A Step by Step Guide to Data Migration with Talend ETL
DISCLAIMER - This is an implementation guide written by Kittiu, from ecosoft Bangkok, Thailand. It is not an official guide nor meant to be comprehensive yet. The knowledge from this article is based on other knowledge, other contributors are welcome to discuss on improving it.
Status: First Released
In ERP Implementation, one of the major activity is Data Migration. This task is undoubtedly, tedious and time consuming, yet very important one. I have been exploring for tools to help in this boring task since I start working with ADempiere. For instance, Excel, ADempiere own Data Import Tools, or even with PackOut.
While ADempiere own import module seem to be the best as it can directly call the underlining API to make a valid object, it is not very flexible. And yes, to make it fit, we also provide templates and hoping the customers will fill them correctly. But in reality, most data from customers are far from usable. And most of the time, we need to rewrite the import process by ourselves in order to fit with the submitted data.
I have been thinking about tools like ETL in order to ease the process. Though the migration between DB to DB is easy, but without ability to call ADempiere's API to importing data is not very useful.

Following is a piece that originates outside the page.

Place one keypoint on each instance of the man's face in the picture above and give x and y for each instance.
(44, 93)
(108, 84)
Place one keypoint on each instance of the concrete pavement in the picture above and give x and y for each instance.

Until very recently, I just found that Talend has been used for ADempiere with ability to call ADempiere API for sometime Talend Open Studio (gosh!, where have I been). But Late is better than never. So far, it has been the best tools to work with ADempiere in my opinion. And in this article, I will try to help explaining how to use Talend with Adempiere in a bit more detail.
Why Talend ETL and ADempiere?
The fantastic thing about Talend that make it very helpful to use with ADempiere, is ability to write custom components in java, i.e., tAdempiereConnection and tAdempiereOutput which you will see in a moment.
The code generator (java) nature of Talend does impart certain capabilities such as the ability to easily integrate into other system, ADempeire is one of them. And once you know how it works, it is quite easy to write one of you own to do just about any task.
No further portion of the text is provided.